No resulta fácil explicar Bradley de él, como suele suceder con las experiencias puramente sensitivas. Aunque seguramente no es el primer nombre que a uno le vendría a la cabeza, el pro- pio Willumsen ha mencionado a José Muñoz como una de las influencias en su trabajo. Ahí es nada. Y si revisamos los trabajos más antiguos del dibujante, veremos la influencia clarísima de Robert Crumb y de ¿Matthias Schulteiss, quizá? Ahora, si he de mojarme, yo los paralelismos más obvios los he encontrado en Moebius, tanto con el de Arzak (por la subversión, por el goce de crear un mundo usando tan solo grafito/tinta y papel, por la destreza casi inhumana del dibujo) como con el de Inside Moebius (por esa sensación de improvisación por parte del autor y desconcierto por parte del lector, por esa labor de introspección, por el desierto como escenario de la búsqueda del yo interior).
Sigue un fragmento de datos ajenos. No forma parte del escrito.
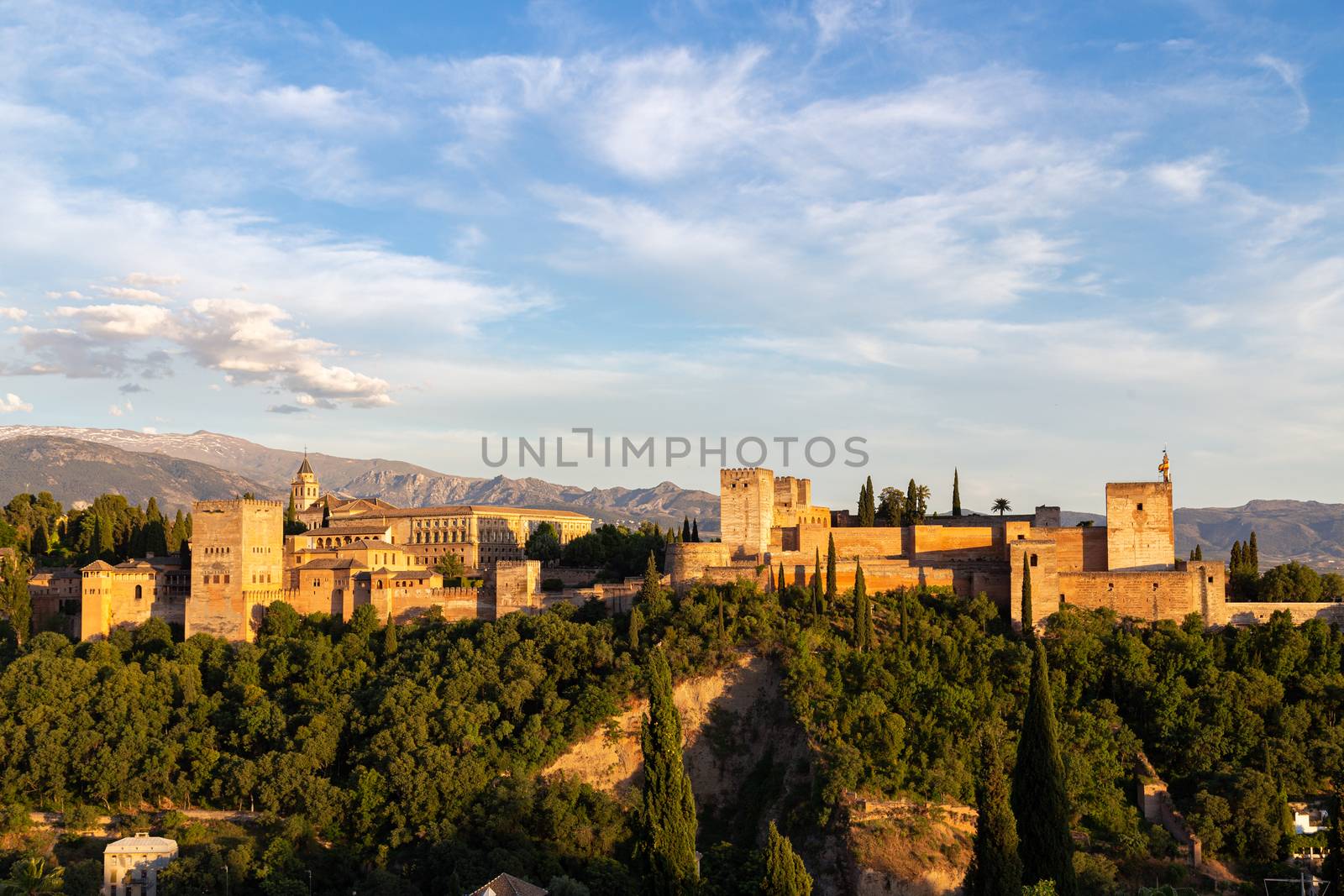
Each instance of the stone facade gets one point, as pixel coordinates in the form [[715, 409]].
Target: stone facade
[[1126, 566], [237, 564]]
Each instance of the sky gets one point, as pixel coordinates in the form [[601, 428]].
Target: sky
[[1037, 242]]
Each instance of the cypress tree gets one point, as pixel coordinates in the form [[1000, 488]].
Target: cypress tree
[[636, 625], [1039, 799], [1028, 621], [864, 636], [995, 866], [905, 617], [107, 540], [13, 598], [816, 586], [831, 573], [785, 875], [40, 543], [651, 593], [667, 817]]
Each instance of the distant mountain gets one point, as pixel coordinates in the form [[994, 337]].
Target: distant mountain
[[1305, 531], [269, 472], [76, 470]]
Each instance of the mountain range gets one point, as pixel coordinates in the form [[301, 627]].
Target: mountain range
[[78, 464]]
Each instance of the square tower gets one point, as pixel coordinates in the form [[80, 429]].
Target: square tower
[[1140, 530], [746, 510], [237, 560]]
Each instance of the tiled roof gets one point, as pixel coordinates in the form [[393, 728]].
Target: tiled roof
[[141, 844], [508, 886], [333, 563]]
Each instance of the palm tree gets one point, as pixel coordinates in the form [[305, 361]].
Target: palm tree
[[34, 876]]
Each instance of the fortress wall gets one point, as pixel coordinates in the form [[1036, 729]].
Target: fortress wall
[[932, 539], [1079, 548], [746, 510], [687, 560], [1252, 613], [1140, 528], [864, 542], [1146, 595], [1046, 578]]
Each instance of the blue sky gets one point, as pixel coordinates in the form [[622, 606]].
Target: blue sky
[[1034, 241]]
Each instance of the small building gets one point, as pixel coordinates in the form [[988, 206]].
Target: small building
[[508, 886], [131, 866]]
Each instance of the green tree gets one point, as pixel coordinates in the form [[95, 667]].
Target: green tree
[[1028, 620], [1039, 797], [667, 813], [995, 866], [450, 566], [651, 593], [831, 573], [864, 637], [15, 600], [30, 876], [785, 875], [543, 544], [816, 586], [632, 631]]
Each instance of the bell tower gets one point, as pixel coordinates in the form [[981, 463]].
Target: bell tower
[[304, 490]]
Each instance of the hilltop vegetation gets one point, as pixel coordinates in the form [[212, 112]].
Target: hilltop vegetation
[[407, 757]]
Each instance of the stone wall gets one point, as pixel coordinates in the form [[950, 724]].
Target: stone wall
[[1046, 579], [1140, 530], [517, 584], [746, 510], [1079, 548], [1140, 594], [862, 542], [237, 559], [687, 560]]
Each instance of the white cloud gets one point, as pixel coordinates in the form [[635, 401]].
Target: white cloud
[[1186, 179], [134, 295], [1292, 78], [138, 278], [11, 403]]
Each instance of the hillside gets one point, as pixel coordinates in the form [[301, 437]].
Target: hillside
[[1305, 531], [269, 470], [74, 470]]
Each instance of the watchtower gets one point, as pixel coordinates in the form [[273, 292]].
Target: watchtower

¿He dicho ya que, además, es un cómic muy divertido? Y, en gran medida, gracias a la excelente traducción de Jorge de Cascante (lo que me da pie a emitir un exabrupto que hace tiempo deseaba emitir: dejemos de aceptar tanta traducción mediocre en el cómic). No es un tebeo repleto de gags, pero cada página, cada diálogo, despide una ironía muy fina. Resulta obvio de nuevo que Willumsen tiene la diversión en mente cuando trabaja. Bradley de él termina con un discurso de aceptación del premio Óscar. Aunque los premios Goya no son exactamente lo mismo, creo que viene a cuento (por su calidad surrealista, inconexa y desconcertante, tan afín a este cómic) parafrasear el famoso discurso de Alfredo Landa: Connor Willumsen «lo ha perfao».